Childlike (2011)
When I began to study theology seriously, one of my teachers warned me that it would lead me to question my faith. Since then my studies have led me to question everything but nowadays you don't have to be a serious student to be faced with doubt. In what passes for public debate, Christianity is doing pretty well when it is addressed sceptically rather than sneeringly.
Although he is terribly prone to self aggrandisement, we don't need Richard Dawkins or his fearsome friends to tell us that we can't take Saint Luke's account of the Nativity literally. The noted Jewish scholar Geza Vermez; and a number of liberally-oriented Christian New Testament commentators would agree with Dawkins and Vermez. Over the years I have cast off the virgin birth - which is much more heretically gnostic than classically Christian - the Census, the Kings and the massacre of the Innocents. Latterly, I have learned that even the idea of the stable is a mis-translation of Kataluma; there was no room on the upper level of the inn to lay jesus down, so he was put in the manger in the ground floor animal section. And no doubt shepherds came to visit. Jesus was born among poor people; and I prefer that, on the whole, to the sentimental animal stage extras, always preferring poverty charities to pony sanctuaries.
But I know now what my teacher meant, not because of the steady de-ornamentation of the incarnation but because I read a recent book of Maurice Wiles which stripped what we can reasonably say of Jesus down to its barest of bones; and there wasn't much; and although my intellect assented to what he said, my heart revolted.
I really don't want my emotional commitment to Christmas to be reduced to the red-coated fellow of that name. I don't want the stable and the manger and the shepherds and the kings and all that to be childish things set aside in favour of bare-boned rationalism. A steady de-mystification might be the right approach with growing children of all that stuff about climbing down non existent chimneys but Christmas - contradicting the platitude - isn't a season for children, it's a season for everyone. We need to find a way of keeping the beloved images to implant within us a true sense of the incarnation. We find the Crucifixion sadly simple because of the graphic detail we are given; but in many ways the Christmas material, shorn of its colour, is as exiguous as the Resurrection material which makes a really joyful Easter so hard fora culture that is more comfortable with pictures than ideas.

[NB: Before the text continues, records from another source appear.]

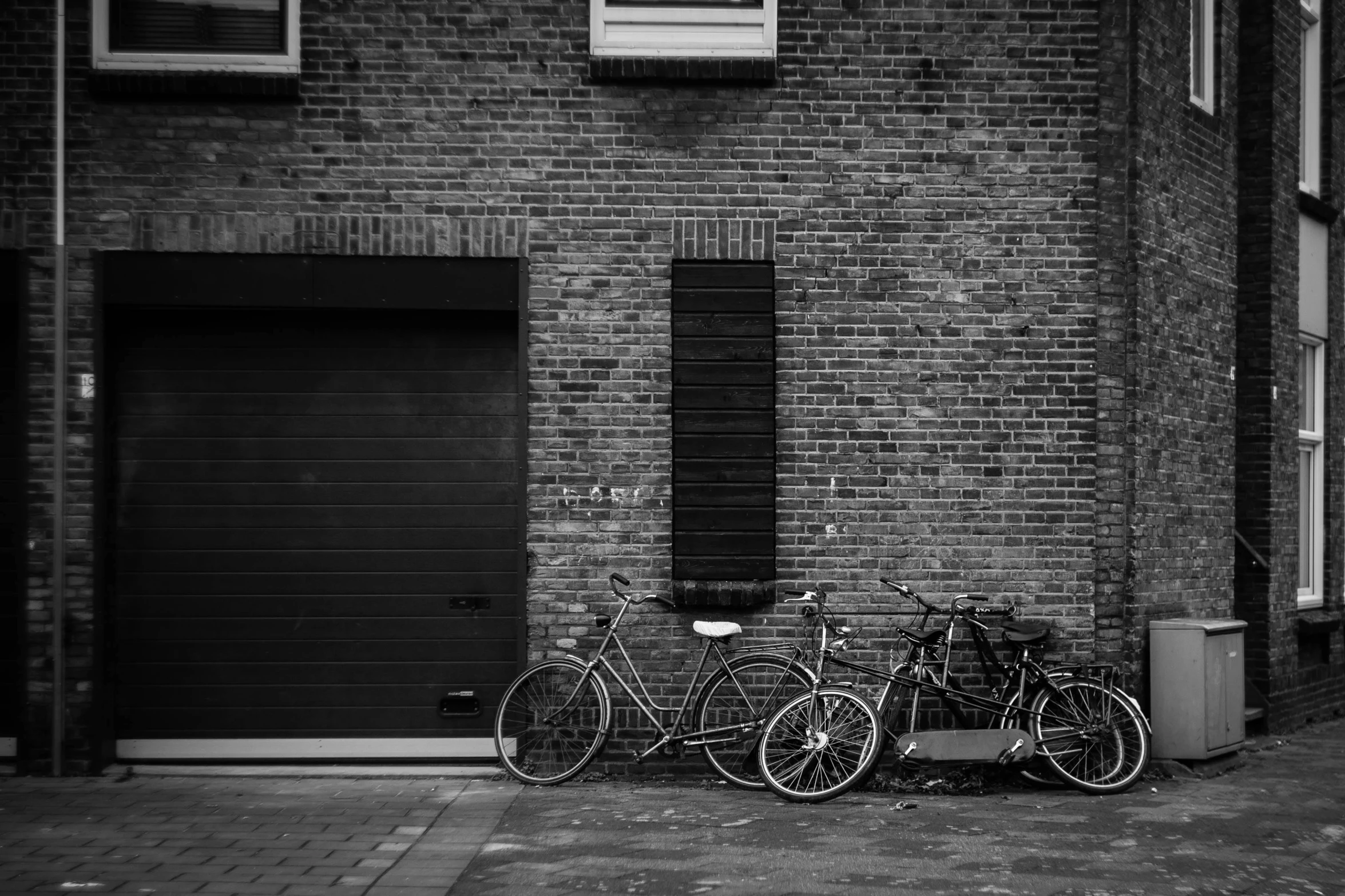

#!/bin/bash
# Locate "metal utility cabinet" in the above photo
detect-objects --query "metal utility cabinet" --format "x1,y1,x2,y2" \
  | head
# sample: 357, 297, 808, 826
1149, 619, 1247, 759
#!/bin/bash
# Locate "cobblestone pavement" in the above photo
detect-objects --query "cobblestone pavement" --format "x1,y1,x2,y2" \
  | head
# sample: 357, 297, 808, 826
453, 723, 1345, 896
0, 778, 519, 896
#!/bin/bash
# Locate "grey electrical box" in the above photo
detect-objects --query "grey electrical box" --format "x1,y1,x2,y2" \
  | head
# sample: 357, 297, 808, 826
1149, 619, 1247, 759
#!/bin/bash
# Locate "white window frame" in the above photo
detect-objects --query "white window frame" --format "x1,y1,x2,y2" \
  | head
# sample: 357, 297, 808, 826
589, 0, 777, 59
90, 0, 300, 75
1191, 0, 1215, 114
1298, 0, 1322, 196
1298, 333, 1326, 610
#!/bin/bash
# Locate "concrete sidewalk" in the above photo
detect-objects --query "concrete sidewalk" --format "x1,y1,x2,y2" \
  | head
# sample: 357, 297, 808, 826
0, 723, 1345, 896
453, 723, 1345, 896
0, 776, 519, 896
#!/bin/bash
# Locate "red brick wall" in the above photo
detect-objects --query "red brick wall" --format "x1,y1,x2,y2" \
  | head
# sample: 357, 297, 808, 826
1097, 3, 1237, 691
15, 0, 1312, 774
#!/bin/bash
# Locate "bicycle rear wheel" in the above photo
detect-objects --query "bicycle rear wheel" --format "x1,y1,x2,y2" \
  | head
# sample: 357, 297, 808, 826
997, 691, 1065, 789
1027, 678, 1150, 794
693, 654, 812, 790
757, 688, 882, 803
495, 660, 610, 785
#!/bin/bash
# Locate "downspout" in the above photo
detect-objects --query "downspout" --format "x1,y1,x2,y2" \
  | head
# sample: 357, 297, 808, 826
51, 0, 66, 778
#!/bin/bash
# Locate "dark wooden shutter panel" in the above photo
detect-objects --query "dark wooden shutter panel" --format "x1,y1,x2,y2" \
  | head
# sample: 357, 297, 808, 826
0, 251, 27, 762
673, 262, 775, 603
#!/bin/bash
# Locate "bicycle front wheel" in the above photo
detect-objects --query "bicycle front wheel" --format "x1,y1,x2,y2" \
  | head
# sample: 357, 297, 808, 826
495, 660, 610, 785
693, 654, 812, 790
757, 688, 882, 803
1027, 678, 1150, 794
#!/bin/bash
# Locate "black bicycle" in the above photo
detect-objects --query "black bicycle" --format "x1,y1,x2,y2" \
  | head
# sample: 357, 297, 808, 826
759, 583, 1150, 802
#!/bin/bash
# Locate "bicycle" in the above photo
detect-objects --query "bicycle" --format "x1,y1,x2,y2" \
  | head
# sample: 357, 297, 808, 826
880, 579, 1153, 785
759, 583, 1150, 802
495, 572, 812, 790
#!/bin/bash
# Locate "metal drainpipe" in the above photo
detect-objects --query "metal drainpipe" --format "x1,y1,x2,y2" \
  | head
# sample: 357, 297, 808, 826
51, 0, 66, 776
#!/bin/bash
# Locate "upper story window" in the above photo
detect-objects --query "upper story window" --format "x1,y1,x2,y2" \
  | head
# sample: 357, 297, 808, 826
1191, 0, 1215, 114
92, 0, 299, 74
1298, 0, 1325, 196
589, 0, 776, 59
1298, 334, 1326, 607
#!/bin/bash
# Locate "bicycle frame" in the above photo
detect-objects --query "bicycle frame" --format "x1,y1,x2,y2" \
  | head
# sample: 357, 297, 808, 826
561, 587, 802, 763
785, 591, 1092, 752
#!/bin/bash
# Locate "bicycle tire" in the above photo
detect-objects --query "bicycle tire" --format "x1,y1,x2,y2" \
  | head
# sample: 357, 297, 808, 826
1027, 678, 1150, 795
757, 688, 882, 803
999, 691, 1066, 789
495, 660, 612, 785
691, 654, 812, 790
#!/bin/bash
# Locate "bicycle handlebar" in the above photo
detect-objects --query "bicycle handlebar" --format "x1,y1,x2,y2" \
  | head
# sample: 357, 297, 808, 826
606, 572, 679, 610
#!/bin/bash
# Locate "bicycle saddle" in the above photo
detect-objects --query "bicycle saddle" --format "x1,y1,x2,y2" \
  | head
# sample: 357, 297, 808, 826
897, 628, 943, 645
691, 620, 743, 639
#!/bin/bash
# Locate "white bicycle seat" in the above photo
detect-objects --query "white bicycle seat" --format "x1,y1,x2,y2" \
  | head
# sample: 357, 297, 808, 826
691, 622, 743, 638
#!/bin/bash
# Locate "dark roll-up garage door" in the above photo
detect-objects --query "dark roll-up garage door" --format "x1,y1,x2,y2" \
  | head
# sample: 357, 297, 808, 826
105, 254, 521, 758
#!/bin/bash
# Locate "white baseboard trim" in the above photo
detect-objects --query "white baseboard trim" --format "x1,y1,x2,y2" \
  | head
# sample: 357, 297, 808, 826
117, 738, 513, 760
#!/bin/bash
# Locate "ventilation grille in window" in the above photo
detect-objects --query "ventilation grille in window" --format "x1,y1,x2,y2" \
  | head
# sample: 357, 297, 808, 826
108, 0, 285, 53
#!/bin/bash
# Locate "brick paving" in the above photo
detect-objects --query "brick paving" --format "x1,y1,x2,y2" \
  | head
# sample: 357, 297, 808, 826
0, 722, 1345, 896
453, 722, 1345, 896
0, 776, 519, 896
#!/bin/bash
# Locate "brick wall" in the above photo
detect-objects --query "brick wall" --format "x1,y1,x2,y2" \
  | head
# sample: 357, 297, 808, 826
1097, 3, 1239, 689
10, 0, 1102, 774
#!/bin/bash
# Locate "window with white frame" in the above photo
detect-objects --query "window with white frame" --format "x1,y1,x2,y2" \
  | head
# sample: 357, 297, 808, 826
1298, 336, 1326, 607
1298, 0, 1323, 196
1191, 0, 1215, 113
90, 0, 299, 74
589, 0, 776, 59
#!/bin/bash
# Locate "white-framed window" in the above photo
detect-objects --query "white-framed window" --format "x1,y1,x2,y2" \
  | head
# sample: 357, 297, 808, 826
1191, 0, 1215, 114
1298, 0, 1323, 196
90, 0, 299, 74
1298, 334, 1326, 607
589, 0, 776, 59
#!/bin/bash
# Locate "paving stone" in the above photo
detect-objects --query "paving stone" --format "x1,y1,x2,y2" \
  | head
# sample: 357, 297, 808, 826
0, 776, 519, 896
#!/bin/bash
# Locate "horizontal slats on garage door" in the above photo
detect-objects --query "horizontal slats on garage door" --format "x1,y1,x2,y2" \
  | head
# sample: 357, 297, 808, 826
106, 255, 521, 740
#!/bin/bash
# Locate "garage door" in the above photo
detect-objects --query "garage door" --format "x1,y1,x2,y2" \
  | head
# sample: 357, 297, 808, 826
105, 258, 522, 759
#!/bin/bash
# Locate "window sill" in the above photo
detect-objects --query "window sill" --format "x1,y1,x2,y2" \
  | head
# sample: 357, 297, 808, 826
673, 579, 775, 608
89, 70, 299, 99
589, 57, 775, 83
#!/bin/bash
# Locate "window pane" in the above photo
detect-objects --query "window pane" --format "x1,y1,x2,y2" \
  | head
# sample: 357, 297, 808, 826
1191, 0, 1205, 99
606, 0, 761, 9
1298, 343, 1317, 431
1298, 447, 1313, 588
108, 0, 285, 53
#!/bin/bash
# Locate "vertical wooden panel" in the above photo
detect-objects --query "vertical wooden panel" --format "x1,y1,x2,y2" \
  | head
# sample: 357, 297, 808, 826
673, 262, 775, 580
0, 251, 26, 756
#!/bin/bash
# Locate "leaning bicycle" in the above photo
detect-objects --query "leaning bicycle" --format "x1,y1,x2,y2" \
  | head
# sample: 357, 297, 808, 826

And so, a reaction is setting in. because there is no more point to Christianity than to Ghandiism without the Incarnation, I want my Christmas back! I'll allow myself to settle into thoughts of "Snow on snow", "Shepherds abiding", "Goodwill to all men" and "Three kings from Persian lands", no matter what the commentators say, because the truth behind the pictures of Luke, Matthew and the Carols is too important to be treated merely as a philosophical axiom. It is, rather, the primary life force for the Christian; and we are properly apt to adorn anything we value, always remembering that to adorn is not to falsify or conceal. And if that means behaving more like a child, then so be it.